List entry

List entry Summary

This building is listed under the Planning (Listed Buildings and Conservation Areas) Act 1990 as amended for its special architectural or historic interest.

Name: UNITED STATES OF AMERICA EMBASSY

List entry Number: 1393496

Location

UNITED STATES OF AMERICA EMBASSY, GROSVENOR SQUARE

The building may lie within the boundary of more than one authority.

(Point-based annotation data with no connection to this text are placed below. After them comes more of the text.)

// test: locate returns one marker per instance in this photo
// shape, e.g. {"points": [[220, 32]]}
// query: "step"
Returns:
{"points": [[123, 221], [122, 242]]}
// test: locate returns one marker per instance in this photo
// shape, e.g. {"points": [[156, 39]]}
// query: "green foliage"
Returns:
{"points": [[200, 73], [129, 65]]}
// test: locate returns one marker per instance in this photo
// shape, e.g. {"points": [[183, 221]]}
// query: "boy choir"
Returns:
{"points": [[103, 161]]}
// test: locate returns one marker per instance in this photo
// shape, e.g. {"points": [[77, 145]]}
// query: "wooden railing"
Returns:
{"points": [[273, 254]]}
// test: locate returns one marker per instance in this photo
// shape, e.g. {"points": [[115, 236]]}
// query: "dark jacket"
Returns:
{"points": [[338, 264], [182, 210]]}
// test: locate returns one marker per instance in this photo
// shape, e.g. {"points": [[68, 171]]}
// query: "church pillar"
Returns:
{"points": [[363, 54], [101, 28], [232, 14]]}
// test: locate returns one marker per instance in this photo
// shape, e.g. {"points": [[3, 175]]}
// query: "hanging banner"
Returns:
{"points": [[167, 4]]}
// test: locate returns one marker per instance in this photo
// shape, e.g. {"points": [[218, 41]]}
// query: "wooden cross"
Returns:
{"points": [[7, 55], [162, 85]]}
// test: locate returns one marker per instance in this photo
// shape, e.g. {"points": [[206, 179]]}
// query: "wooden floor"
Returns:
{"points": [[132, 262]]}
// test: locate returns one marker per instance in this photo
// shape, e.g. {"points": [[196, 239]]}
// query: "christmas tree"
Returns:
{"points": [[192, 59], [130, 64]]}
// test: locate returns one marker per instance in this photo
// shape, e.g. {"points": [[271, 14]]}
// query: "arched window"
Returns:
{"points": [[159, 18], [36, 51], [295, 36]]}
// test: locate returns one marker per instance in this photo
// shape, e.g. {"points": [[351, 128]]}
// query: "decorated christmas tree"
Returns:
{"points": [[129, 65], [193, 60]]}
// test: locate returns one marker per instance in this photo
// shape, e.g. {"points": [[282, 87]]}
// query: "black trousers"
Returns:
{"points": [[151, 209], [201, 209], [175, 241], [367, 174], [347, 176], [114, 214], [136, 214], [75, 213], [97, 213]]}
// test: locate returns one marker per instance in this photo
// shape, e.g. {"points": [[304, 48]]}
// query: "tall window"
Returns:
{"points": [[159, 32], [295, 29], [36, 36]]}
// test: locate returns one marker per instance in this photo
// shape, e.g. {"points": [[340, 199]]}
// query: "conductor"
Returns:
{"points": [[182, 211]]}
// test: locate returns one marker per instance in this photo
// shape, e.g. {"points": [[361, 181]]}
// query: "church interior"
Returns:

County District District Type Parish
Greater London AuthorityCity of WestminsterLondon Borough

National Park: Not applicable to this List entry.

Grade: II

Date first listed: 21-Oct-2009

Date of most recent amendment: Not applicable to this List entry.

Legacy System Information

The contents of this record have been generated from a legacy data system.

Legacy System: LBS

UID: 503983

Asset Groupings

This list entry does not comprise part of an Asset Grouping. Asset Groupings are not part of the official record but are added later for information.

List entry Description

Summary of Building

Legacy Record - This information may be included in the List Entry Details.

Reasons for Designation

The United States Embassy has been designated for the following principal reasons: * Special architectural interest for the strongly-articulated design and dynamic façades, well-detailed stonework and consistency of detail. Of particular note is the innovative application of the exposed concrete diagrid - an intelligent combination of structural expression and decorative motifs which provides cohesion to the whole and which illustrates Saarinen's principles of marrying form to structure, interior to exterior - and his close involvement in detail and execution. Eero Saarinen is an outstanding figure in C20 architecture and design and this is an early example of a modernist yet contextual approach to design in a sensitive urban location. Internal interest is confined to the ground-floor public spaces: ie, the main entrance and central lobbies, passport office and former library, and the former information service and consular lobbies and stairs on the north and south sides respectively, where the diagrid structure is expressed throughout

* Special historic interest for strong associations with Grosvenor Square, the home of the first US Ambassador and the nerve centre of the American Armed Forces in Great Britain in WWII, witnessed by W Reid Dick's statue of General Eisenhower, erected in 1947 (qv), and other monuments. It was Britain's first modern embassy, and has international significance as the apotheosis of the US post-war embassy-building programme; of all the US embassies built this was the only one for which a competition was held, such was its status. Its design exemplifies the US post-war mission to 'engender good will' in the host nations through buildings of architectural distinction commissioned from some of the world's leading architects, which harmonised with their surroundings yet were distinguishably American and accessible. It embodied the special relationship that had developed between the US and the UK, while becoming the target for anti-US sentiment, most famously in the 1968 anti-Vietnam war demonstrations.

History

Legacy Record - This information may be included in the List Entry Details.

Details



1900/0/10399 GROSVENOR SQUARE 21-OCT-09 United States of America Embassy

II Embassy of the United States of America. Built 1957-60 to the design of Eero Saarinen, assisted by by Yorke, Rosenberg and Mardall as UK executive architects. FJ Samuely structural engieers. Eagle statue by Theodore Roszac

MATERIALS: Reinforced concrete clad in Portland stone (front and side elevations) and in concrete (rear elevation).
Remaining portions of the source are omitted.